[Mesa-dev] [PATCH 07/25] i965/fs: Implement opt_sampler_eot() in terms of logical sends.
Francisco Jerez
currojerez at riseup.net
Sat May 28 20:21:06 UTC 2016
Jason Ekstrand <jason at jlekstrand.net> writes:
> On Fri, May 27, 2016 at 7:05 PM, Francisco Jerez <currojerez at riseup.net>
> wrote:
>
>> This makes the whole LOAD_PAYLOAD munging unnecessary which simplifies
>> the code and will allow the optimization to succeed in more cases
>> independent of whether the LOAD_PAYLOAD instruction can be found or
>> not.
>> ---
>> src/mesa/drivers/dri/i965/brw_fs.cpp | 79
>> +++++++++++-------------------------
>> 1 file changed, 23 insertions(+), 56 deletions(-)
>>
>> diff --git a/src/mesa/drivers/dri/i965/brw_fs.cpp
>> b/src/mesa/drivers/dri/i965/brw_fs.cpp
>> index 45c4753..6abf776 100644
>> --- a/src/mesa/drivers/dri/i965/brw_fs.cpp
>> +++ b/src/mesa/drivers/dri/i965/brw_fs.cpp
>> @@ -2612,11 +2612,15 @@ fs_visitor::opt_sampler_eot()
>> if (key->nr_color_regions != 1)
>> return false;
>>
>> + /* Requires clamping the color payload in the shader. */
>> + if (key->clamp_fragment_color)
>> + return false;
>>
>
> This looks new... Is it actually needed?

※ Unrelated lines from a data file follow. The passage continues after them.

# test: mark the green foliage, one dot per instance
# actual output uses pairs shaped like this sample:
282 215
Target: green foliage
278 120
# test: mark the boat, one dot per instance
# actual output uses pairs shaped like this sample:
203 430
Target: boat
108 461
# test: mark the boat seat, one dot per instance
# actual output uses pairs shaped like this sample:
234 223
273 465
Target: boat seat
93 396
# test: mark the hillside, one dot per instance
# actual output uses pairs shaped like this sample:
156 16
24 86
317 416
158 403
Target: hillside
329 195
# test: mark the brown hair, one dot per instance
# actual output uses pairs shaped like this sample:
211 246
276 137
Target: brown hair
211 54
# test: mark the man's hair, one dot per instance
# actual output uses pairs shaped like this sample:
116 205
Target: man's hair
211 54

Could we simply do "if
> (tex_inst->saturate) return false;"? In any case, it should probably be
> it's own commit.
>
It is necessary to preserve the current behavior and skip the
optimization when fragment color clamping is required, because right now
the MOVs used to saturate the color values are inserted during logical
send lowering so this pass would have no other way to find out. I can
make the change in a separate commit just before this one if you like.
>
>> +
>> /* Look for a texturing instruction immediately before the final
>> FB_WRITE. */
>> bblock_t *block = cfg->blocks[cfg->num_blocks - 1];
>> fs_inst *fb_write = (fs_inst *)block->end();
>> assert(fb_write->eot);
>> - assert(fb_write->opcode == FS_OPCODE_FB_WRITE);
>> + assert(fb_write->opcode == FS_OPCODE_FB_WRITE_LOGICAL);
>>
>> /* There wasn't one; nothing to do. */
>> if (unlikely(fb_write->prev->is_head_sentinel()))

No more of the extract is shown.